A loss of style

Newspapers (credit: http://www.carerssupportmerton.org.uk/)Whether you’re sitting or standing, indoors or out, leaning against a hitching post or planting your brogans on a desk, a newspaper gives you a whole rich vocabulary of gesture. You open it with a flourish and a ripple of newsprint, your buoyant self-confidence evident in the way you turn the pages with a snap of the wrist, taking in the gray matter swiftly, your eyes dancing over the world’s sorrows and moving on, crinkling the page, snapping it, rolling it, folding the paper in halves and quarters, tucking it under the arm or tapping it against the palm. – Garrison Keillor, Star Tribune, Jan 14, 07

I read the newspaper today. No – a real newspaper. A glorious stack of fragrantly printed material. It was the Star Tribune, if you want to get specific – a newspaper that has style pouring out of its pages like sap from a very knowledgeable tree.

I forgot what it was like, really, to read a newspaper and actually glean a bit of substance from it. We’re subscribers to the Argus Leader – the Sioux Falls newspaper. And over the past year or so, we’ve been conditioned to think the art of newspaper writing and style is going, well, out of style.

We started getting the paper part for the content and part for the romance. Waking up each day to a newspaper is one of life’s most overlooked treasures. It’s just like Garrison says – there’s a style in opening and reading a paper. It’s an act that gives off an aura of cool. We looked forward to this coolness every morning; we could read it while eating breakfast, and we could pick it back up at lunchtime to finish.

But the Argus is losing readership. The solution, apparently, is to dumb down the content. Make the words bigger. Have more opinion, both from unqualified readers and random bloggers and message board trolls. Show more candid photographs from Grandma’s collection.

How did this happen? How did our dream of an informed newspapership get flushed down the drain so quickly? The Argus Leader barely makes it through breakfast anymore. The only time I read it at lunch is if someone else mentions a typo or glaring mistake in its pages that I somehow missed.

First of all, instead of improving the quality of the writing, the Argus has dumbed it down. Instead of writing about things that a newspaper reader would care about, the topics are geared towards the average American. An American that gets his or her news from the Internet or from the morning news. Not from a newspaper. In other words, the Argus is searching for an audience that is tuned out to words on paper.
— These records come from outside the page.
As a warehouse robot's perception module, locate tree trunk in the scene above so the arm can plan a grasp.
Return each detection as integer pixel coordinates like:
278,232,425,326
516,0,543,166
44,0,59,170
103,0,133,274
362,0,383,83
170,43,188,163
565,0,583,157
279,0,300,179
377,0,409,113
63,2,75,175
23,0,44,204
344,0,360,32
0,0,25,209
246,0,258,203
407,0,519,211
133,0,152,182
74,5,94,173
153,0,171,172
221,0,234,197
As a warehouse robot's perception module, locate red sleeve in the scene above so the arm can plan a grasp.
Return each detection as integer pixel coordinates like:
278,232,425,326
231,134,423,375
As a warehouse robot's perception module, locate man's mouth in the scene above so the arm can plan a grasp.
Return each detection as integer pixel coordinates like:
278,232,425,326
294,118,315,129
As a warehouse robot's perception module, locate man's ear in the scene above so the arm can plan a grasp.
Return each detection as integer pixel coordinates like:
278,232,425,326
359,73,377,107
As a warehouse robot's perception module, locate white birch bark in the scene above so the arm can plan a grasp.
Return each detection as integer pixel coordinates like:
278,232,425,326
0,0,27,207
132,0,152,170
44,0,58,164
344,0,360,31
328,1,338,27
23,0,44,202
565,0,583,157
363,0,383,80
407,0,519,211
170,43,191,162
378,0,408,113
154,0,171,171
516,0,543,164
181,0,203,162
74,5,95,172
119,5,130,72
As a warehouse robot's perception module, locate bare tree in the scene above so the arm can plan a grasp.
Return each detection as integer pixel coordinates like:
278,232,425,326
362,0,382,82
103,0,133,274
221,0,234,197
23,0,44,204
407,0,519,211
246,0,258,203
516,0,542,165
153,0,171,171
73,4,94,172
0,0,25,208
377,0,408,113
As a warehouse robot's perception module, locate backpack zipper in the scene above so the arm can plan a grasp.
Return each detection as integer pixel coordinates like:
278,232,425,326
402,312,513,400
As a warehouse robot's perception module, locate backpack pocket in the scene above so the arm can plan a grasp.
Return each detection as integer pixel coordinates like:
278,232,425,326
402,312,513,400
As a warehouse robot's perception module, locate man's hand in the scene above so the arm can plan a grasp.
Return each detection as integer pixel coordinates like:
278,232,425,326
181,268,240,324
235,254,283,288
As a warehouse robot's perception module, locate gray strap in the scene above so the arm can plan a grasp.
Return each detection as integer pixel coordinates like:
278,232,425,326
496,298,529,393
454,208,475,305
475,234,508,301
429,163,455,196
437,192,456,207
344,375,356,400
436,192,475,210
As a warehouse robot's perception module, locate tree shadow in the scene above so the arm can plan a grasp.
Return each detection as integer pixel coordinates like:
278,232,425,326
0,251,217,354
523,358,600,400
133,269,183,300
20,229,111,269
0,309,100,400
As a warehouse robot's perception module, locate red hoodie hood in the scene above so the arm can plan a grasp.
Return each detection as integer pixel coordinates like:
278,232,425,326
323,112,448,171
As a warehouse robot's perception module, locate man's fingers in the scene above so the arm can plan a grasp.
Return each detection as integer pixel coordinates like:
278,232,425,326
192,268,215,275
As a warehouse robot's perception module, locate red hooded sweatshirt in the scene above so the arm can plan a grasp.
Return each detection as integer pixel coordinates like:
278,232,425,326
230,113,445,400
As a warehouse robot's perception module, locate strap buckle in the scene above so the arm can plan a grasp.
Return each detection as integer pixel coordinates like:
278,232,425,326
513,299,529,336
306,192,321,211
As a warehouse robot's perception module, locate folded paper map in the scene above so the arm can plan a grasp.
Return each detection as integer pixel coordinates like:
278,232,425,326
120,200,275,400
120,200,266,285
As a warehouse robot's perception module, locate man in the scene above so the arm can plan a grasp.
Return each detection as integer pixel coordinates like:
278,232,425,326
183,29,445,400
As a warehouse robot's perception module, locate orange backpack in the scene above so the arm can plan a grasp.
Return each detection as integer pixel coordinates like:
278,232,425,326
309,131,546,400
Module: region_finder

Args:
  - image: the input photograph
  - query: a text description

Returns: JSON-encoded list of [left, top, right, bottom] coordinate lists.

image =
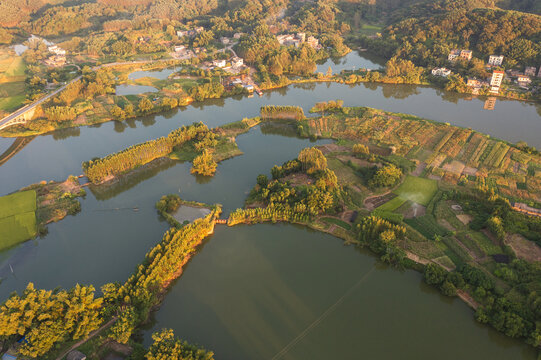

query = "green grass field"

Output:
[[321, 218, 351, 230], [377, 196, 408, 211], [0, 53, 26, 112], [393, 176, 438, 206], [0, 190, 37, 250]]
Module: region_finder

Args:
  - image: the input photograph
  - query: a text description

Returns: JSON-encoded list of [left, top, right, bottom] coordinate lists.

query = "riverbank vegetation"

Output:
[[156, 194, 214, 228], [223, 101, 541, 346], [83, 123, 239, 184], [0, 206, 221, 359], [0, 176, 86, 250]]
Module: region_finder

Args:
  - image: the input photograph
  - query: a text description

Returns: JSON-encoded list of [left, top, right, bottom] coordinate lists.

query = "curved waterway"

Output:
[[146, 224, 535, 360], [0, 54, 541, 359]]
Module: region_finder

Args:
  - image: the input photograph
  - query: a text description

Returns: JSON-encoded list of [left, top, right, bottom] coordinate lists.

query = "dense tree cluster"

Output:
[[191, 149, 218, 176], [260, 105, 306, 120], [116, 207, 221, 319], [145, 329, 214, 360], [373, 4, 541, 68], [310, 100, 344, 115], [368, 164, 402, 187], [0, 283, 102, 358], [156, 194, 182, 214], [83, 123, 214, 183], [356, 216, 406, 265], [247, 148, 339, 219]]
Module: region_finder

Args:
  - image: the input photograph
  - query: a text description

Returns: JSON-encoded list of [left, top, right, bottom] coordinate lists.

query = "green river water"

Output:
[[0, 55, 541, 359]]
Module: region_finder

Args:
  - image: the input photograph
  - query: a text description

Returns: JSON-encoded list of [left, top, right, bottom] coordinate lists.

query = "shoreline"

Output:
[[0, 75, 541, 139]]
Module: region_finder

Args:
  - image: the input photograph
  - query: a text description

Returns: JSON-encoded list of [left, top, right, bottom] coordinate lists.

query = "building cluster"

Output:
[[44, 45, 66, 67], [276, 33, 321, 50], [447, 49, 473, 61], [467, 66, 541, 95], [177, 26, 205, 39], [432, 68, 451, 77], [507, 66, 541, 89], [466, 70, 505, 95], [212, 56, 244, 69], [222, 74, 254, 93]]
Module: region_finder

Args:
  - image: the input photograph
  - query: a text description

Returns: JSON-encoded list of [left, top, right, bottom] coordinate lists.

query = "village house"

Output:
[[432, 68, 451, 77], [524, 66, 537, 76], [483, 96, 496, 110], [489, 71, 505, 94], [276, 34, 302, 47], [460, 50, 473, 61], [47, 45, 66, 56], [447, 50, 460, 61], [173, 45, 186, 53], [507, 69, 520, 77], [212, 60, 225, 68], [517, 75, 532, 88], [447, 49, 473, 61], [231, 56, 244, 67], [306, 36, 320, 49], [45, 55, 66, 67], [490, 71, 505, 88], [466, 78, 483, 88], [488, 55, 503, 66]]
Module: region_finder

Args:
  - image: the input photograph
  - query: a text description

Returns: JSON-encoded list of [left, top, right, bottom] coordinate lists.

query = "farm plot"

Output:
[[394, 176, 438, 206], [0, 190, 37, 250]]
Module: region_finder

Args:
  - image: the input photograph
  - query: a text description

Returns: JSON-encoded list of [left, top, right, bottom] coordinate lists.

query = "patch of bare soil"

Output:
[[456, 214, 473, 225], [438, 219, 456, 231], [406, 251, 430, 265], [282, 173, 314, 186], [505, 234, 541, 262], [456, 289, 479, 310], [403, 203, 426, 219]]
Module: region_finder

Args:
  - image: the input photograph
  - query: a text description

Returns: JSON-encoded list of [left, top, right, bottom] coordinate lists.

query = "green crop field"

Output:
[[393, 176, 438, 206], [0, 190, 37, 250], [377, 196, 407, 211], [0, 52, 26, 112]]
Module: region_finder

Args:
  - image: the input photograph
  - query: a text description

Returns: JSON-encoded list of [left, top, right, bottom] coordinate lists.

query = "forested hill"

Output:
[[354, 0, 541, 67], [498, 0, 541, 15]]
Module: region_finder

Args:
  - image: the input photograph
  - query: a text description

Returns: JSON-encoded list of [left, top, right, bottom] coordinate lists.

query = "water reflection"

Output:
[[52, 127, 81, 140], [88, 158, 178, 201]]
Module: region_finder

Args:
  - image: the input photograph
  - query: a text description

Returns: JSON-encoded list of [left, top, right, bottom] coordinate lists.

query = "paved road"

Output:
[[0, 59, 174, 131], [0, 75, 81, 126]]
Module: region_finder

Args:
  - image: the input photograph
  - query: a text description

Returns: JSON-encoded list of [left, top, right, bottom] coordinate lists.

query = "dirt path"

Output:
[[456, 290, 479, 310], [56, 316, 118, 360], [453, 237, 485, 262]]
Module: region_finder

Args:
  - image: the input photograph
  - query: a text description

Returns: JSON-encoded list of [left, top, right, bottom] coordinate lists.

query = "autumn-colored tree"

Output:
[[369, 164, 402, 187], [191, 149, 218, 176], [298, 148, 327, 174]]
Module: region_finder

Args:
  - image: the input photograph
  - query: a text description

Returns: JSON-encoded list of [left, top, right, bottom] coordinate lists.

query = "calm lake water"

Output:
[[0, 54, 541, 359], [115, 84, 158, 96], [316, 51, 385, 74]]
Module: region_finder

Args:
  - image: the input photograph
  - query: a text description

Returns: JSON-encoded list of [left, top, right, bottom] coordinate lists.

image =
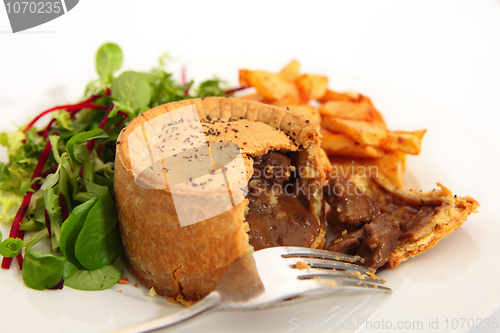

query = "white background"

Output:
[[0, 0, 500, 332]]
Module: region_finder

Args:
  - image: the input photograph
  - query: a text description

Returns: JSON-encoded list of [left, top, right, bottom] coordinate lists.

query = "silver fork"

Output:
[[112, 247, 392, 333]]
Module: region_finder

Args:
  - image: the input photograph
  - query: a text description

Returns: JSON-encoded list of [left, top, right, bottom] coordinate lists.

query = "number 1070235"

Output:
[[5, 1, 63, 14]]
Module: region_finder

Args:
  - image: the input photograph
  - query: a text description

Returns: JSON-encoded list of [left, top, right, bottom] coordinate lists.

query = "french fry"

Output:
[[321, 117, 389, 147], [319, 148, 332, 176], [318, 89, 363, 103], [327, 151, 406, 188], [321, 133, 384, 158], [289, 104, 321, 124], [295, 74, 328, 102], [319, 101, 373, 121], [239, 69, 296, 100], [279, 60, 300, 82], [381, 130, 426, 155]]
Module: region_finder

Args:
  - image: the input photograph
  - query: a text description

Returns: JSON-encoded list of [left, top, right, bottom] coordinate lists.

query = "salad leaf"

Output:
[[75, 192, 121, 270], [43, 188, 62, 251], [61, 257, 78, 280], [64, 258, 123, 290], [59, 198, 99, 267], [66, 128, 108, 164], [95, 43, 123, 79], [111, 71, 152, 111], [22, 250, 64, 290], [0, 238, 24, 258]]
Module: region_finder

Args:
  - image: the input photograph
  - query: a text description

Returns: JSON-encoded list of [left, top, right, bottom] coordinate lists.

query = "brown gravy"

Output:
[[246, 151, 320, 250]]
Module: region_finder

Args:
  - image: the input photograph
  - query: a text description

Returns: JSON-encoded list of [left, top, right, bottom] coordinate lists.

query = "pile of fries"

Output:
[[239, 60, 426, 188]]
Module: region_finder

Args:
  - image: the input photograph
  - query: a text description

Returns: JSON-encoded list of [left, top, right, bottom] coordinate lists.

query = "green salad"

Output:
[[0, 43, 230, 290]]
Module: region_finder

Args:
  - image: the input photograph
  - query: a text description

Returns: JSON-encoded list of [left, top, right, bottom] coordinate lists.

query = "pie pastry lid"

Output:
[[115, 97, 325, 302]]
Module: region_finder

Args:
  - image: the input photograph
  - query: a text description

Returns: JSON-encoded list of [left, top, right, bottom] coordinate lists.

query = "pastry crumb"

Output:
[[295, 261, 309, 269], [118, 278, 128, 284], [148, 287, 158, 297]]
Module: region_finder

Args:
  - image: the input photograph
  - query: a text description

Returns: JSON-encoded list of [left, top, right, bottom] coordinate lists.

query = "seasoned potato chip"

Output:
[[239, 69, 296, 100], [381, 130, 426, 155], [295, 74, 328, 102], [289, 104, 321, 124], [318, 89, 363, 103], [359, 95, 387, 128], [319, 148, 332, 175], [321, 132, 384, 158], [327, 151, 406, 188], [321, 117, 389, 147], [279, 60, 300, 82], [319, 101, 373, 121]]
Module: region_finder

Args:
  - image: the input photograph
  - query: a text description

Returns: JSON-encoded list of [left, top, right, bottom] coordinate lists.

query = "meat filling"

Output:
[[246, 151, 320, 250], [323, 177, 439, 268]]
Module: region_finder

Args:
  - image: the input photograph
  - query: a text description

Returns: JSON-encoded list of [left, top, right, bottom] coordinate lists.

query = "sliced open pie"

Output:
[[115, 97, 325, 302], [324, 173, 479, 269]]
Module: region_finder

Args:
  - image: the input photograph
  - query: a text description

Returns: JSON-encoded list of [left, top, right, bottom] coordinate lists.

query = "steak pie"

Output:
[[324, 173, 479, 269], [115, 97, 325, 303]]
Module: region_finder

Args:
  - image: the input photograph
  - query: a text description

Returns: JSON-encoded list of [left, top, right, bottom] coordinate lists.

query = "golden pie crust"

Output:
[[344, 174, 480, 268], [115, 97, 325, 304]]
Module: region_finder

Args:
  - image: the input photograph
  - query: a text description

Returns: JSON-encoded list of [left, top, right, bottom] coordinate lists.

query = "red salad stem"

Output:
[[224, 87, 246, 95], [23, 95, 107, 132], [44, 210, 52, 239], [42, 165, 57, 178], [2, 141, 52, 269], [82, 103, 114, 151], [42, 118, 56, 139], [59, 192, 69, 223]]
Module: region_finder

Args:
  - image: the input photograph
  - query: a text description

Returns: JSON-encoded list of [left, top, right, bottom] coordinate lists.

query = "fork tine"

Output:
[[281, 246, 365, 264], [283, 257, 373, 273], [283, 257, 373, 274], [295, 268, 385, 284], [298, 274, 392, 293]]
The newspaper isn’t dying. There will always be people who will long for the touch and smell of the actual, physical product. But it is dwindling. And no amount of change can help that. It’s part of a shift in culture. Films and theatre didn’t die when the television showed up. But it did dwindle, and a higher level of production was needed to make them seem more important than their new rival – more prestigious. More exclusive. A place for high quality articles and a Sunday morning ritual.

Instead of changing to meet the customers it desires – customers who have no intentions of subscribing to a newspaper that now nearly resembles a simple city-sponsored newsletter – a newspaper would do better sticking to its guns and improving upon what it does best.

Which means not championing its accomplishments in order to justify its journalistic integrity. Which means not pandering to the lowest common denominator. Which means not wasting an entire page with pictures of children reaching into a cereal box or riding a bike.

I like the idea of getting the paper each morning. And I have an interest in the advertisements that are running on an occupational level. But I can say that soon – probably sooner than we really expect – we will no longer be Argus Leader subscribers.

We miss being entertained. Informed. Excited. Impressed.

Now we’re just usually bored. Enraged. Disappointed.

Garrison says, in today’s Star Tribune, that for newspaper readers, every section is Style.

I wish someone would have told that to the people at the Argus Leader.